Then the woman leading the charge called me and said, “Hey, have you read the EPA’s requirements for managing asbestos in public school buildings?” I hadn’t. But I did and I started to panic a little because there were a whole lot of those requirements that weren’t getting done. Not even a little bit. Not even for the kids who had passed through the school years before. Then I read the EPA’s requirements for lead paint in school buildings and got really mad. And really really scared.

After that, it was evidence gathering time. A copy of the school’s asbestos plan* was requested and we learned about all the rest of the EPA requirements that weren’t being met. We panicked some more at that point.
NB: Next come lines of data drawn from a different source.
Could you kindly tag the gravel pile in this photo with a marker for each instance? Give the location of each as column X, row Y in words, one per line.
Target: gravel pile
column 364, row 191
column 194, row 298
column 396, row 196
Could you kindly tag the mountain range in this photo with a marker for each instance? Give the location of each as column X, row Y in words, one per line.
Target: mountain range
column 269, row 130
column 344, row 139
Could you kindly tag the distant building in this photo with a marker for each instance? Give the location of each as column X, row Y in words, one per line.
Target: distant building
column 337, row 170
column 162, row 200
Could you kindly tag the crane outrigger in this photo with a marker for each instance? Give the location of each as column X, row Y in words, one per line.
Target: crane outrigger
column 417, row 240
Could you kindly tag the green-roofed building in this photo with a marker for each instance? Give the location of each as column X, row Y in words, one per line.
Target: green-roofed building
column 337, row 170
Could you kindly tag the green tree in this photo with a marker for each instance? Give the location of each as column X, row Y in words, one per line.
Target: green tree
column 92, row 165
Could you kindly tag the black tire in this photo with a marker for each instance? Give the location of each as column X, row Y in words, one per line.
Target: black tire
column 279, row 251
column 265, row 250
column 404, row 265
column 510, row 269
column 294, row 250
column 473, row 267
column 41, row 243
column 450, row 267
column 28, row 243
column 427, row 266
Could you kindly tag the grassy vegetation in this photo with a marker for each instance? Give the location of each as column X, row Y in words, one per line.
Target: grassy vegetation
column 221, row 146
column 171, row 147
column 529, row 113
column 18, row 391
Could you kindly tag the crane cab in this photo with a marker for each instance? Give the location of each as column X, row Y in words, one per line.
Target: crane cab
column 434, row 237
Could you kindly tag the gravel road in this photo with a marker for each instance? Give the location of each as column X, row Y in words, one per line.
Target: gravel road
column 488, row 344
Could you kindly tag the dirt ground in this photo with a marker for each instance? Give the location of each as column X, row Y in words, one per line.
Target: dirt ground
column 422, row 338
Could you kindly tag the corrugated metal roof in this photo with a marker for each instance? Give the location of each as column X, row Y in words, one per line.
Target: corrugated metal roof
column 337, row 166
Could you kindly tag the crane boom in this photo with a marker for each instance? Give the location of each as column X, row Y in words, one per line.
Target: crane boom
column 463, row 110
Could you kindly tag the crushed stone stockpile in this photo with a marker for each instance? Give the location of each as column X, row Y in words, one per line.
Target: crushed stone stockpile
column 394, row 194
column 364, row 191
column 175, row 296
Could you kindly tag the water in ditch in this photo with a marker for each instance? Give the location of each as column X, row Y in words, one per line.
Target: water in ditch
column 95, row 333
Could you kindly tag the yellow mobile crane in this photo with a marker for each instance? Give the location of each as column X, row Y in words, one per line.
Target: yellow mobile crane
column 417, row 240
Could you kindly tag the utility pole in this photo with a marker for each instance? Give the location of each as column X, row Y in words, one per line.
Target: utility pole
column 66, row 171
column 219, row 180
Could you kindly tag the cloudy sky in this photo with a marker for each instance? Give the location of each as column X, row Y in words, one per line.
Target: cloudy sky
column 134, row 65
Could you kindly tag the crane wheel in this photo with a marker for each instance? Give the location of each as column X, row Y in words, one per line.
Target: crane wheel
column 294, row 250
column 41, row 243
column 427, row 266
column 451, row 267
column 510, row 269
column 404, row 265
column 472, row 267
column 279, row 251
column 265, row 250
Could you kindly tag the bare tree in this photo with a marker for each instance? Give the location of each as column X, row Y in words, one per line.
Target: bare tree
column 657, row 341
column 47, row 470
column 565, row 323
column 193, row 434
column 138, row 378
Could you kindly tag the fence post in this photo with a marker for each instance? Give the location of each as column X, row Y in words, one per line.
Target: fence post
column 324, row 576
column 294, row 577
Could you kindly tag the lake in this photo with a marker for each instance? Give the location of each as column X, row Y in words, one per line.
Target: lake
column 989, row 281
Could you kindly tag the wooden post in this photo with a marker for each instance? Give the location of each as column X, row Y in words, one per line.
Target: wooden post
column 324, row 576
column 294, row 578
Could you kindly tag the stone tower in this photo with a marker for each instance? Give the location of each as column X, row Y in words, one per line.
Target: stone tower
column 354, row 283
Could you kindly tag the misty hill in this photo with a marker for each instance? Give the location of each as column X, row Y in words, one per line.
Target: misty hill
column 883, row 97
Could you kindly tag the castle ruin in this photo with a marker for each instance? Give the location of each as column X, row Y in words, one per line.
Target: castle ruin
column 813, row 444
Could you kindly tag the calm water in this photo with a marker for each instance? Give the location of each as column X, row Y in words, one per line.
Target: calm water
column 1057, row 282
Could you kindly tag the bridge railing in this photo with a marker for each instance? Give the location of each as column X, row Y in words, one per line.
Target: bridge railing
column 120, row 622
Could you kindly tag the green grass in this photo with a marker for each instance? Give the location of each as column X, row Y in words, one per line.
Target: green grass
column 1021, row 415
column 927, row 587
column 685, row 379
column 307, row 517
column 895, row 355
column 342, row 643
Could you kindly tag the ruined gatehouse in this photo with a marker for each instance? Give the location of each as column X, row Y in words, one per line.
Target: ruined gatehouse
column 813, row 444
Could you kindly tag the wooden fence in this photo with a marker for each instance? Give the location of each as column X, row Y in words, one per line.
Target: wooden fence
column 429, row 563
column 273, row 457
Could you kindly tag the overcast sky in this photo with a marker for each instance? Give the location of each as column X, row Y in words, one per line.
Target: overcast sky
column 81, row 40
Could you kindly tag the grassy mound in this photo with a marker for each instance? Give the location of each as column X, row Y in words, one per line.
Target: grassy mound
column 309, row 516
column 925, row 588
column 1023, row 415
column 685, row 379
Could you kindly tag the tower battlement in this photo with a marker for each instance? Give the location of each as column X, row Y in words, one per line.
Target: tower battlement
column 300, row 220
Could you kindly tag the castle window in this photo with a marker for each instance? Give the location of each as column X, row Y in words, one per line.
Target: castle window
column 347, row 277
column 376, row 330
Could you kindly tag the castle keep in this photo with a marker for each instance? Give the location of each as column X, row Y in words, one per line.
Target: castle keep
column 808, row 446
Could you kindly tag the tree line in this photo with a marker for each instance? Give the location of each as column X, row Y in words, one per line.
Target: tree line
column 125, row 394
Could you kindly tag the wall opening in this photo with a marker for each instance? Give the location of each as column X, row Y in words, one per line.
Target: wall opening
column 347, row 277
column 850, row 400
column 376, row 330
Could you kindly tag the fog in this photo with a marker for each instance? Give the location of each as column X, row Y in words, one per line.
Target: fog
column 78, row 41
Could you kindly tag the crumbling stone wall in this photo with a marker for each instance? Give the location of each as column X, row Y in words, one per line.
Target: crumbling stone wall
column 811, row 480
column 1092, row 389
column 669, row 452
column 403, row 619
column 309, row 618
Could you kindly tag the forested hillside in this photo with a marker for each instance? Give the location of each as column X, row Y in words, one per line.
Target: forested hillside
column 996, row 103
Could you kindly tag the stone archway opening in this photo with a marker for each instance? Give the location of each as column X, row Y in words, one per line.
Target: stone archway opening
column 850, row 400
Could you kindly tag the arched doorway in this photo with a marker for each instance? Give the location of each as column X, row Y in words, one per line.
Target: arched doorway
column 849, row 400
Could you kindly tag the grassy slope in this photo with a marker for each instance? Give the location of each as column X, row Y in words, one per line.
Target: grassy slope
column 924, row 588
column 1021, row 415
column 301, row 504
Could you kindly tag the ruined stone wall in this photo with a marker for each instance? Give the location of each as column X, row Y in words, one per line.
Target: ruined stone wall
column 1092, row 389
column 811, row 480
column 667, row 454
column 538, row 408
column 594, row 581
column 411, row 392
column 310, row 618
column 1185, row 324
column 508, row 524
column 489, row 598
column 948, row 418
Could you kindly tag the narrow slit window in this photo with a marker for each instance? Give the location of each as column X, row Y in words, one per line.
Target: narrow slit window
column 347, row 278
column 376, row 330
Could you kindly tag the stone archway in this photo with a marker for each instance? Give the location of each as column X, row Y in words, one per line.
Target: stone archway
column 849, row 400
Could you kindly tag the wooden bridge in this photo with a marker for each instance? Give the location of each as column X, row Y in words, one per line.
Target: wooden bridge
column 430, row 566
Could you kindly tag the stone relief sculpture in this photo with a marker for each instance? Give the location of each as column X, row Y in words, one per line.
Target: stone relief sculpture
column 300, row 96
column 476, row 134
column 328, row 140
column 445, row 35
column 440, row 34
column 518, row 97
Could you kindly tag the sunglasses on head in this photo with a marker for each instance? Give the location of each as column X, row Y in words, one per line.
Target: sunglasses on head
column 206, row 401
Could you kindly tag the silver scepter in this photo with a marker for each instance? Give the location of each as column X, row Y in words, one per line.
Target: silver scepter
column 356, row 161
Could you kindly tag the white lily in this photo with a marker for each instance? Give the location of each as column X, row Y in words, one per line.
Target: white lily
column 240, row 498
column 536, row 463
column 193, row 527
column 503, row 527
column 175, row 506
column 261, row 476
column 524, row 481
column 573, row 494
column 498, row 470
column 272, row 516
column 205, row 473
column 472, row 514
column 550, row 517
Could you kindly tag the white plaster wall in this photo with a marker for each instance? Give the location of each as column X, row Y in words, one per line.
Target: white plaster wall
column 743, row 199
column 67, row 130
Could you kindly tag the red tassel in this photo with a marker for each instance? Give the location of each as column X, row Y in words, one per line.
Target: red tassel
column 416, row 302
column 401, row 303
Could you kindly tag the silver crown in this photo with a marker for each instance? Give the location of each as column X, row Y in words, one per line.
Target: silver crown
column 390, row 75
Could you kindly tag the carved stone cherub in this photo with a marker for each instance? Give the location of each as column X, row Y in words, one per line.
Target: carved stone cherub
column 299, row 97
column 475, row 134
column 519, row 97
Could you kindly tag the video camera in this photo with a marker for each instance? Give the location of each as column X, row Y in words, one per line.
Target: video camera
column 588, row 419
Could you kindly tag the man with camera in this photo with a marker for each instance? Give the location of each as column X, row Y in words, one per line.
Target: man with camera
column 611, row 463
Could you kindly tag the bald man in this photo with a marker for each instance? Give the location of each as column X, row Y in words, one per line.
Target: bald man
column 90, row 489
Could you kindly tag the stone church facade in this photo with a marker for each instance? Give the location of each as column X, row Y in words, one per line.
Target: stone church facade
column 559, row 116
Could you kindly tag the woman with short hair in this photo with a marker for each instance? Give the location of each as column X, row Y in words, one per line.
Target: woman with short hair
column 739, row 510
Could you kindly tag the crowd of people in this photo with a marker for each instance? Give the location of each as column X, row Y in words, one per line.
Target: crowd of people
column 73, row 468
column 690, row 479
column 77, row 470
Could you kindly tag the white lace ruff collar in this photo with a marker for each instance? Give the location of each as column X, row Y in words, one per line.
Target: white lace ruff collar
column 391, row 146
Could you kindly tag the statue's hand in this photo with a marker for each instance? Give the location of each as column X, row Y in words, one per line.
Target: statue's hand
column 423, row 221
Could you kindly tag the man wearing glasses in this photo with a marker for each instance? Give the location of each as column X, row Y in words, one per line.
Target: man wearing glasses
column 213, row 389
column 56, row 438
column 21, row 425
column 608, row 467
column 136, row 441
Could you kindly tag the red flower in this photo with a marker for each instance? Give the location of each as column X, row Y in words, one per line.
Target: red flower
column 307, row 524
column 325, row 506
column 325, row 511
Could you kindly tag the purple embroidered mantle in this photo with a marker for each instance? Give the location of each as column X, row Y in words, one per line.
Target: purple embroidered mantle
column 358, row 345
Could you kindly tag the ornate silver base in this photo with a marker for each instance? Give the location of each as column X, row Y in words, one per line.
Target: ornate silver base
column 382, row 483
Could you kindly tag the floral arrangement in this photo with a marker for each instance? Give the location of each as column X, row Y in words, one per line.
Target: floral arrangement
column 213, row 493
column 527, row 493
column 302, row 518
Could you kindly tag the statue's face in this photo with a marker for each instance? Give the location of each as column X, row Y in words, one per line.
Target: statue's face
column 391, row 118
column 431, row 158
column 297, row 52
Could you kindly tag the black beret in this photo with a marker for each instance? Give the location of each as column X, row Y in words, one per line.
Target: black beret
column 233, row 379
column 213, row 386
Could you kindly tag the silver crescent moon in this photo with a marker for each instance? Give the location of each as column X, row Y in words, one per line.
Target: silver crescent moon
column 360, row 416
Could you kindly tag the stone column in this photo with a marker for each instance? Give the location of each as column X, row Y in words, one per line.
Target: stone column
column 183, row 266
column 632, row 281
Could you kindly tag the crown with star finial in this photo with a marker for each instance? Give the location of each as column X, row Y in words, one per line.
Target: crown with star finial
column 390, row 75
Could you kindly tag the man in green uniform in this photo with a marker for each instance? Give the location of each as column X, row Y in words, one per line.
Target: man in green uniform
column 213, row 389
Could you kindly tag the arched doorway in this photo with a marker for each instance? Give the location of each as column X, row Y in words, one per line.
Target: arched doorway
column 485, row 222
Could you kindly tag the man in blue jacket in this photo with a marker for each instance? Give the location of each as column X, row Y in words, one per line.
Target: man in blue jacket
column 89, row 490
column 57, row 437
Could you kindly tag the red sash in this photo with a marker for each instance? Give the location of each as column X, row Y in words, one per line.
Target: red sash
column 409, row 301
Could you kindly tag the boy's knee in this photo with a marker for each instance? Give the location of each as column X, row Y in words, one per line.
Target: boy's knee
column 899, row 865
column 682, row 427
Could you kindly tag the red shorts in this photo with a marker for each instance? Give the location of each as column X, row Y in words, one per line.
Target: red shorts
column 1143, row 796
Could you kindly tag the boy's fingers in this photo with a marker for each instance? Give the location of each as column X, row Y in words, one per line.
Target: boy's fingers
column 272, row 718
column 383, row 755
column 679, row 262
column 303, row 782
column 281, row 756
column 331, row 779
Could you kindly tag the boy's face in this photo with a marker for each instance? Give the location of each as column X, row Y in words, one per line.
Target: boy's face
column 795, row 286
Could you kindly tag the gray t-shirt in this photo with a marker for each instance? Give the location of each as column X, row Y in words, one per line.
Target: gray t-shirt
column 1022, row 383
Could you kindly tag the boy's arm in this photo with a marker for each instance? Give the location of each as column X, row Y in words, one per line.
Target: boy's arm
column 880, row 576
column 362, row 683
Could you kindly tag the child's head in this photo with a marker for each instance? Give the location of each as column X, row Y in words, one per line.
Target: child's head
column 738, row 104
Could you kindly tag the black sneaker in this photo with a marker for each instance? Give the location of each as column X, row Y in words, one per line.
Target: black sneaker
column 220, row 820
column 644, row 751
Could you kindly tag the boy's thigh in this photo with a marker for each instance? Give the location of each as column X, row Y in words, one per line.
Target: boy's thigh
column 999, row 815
But pulled ourselves together in time to read the Fire Marshal’s re-inspection of the building (we’re waiting on the copy from the initial visit) where a number of other violations were added to the originals of “keep your fire safety system in working order at all times” and “you must keep records” (those are paraphrased). The school has 21 days to get all of that fixed or he’s shutting the building down (that’s next week sometime). By the time the School Board meeting rolled around last week we were on the offense with evidence in hand. Our fearless leader waved large amounts of paper around and pointed out about a billion ways the asbestos is a problem and asked for air quality tests. Michael spoke about trust, the fire safety and suppression system and told them Ellie was staying home from school until they proved to us it was safe. Other parents are doing the same.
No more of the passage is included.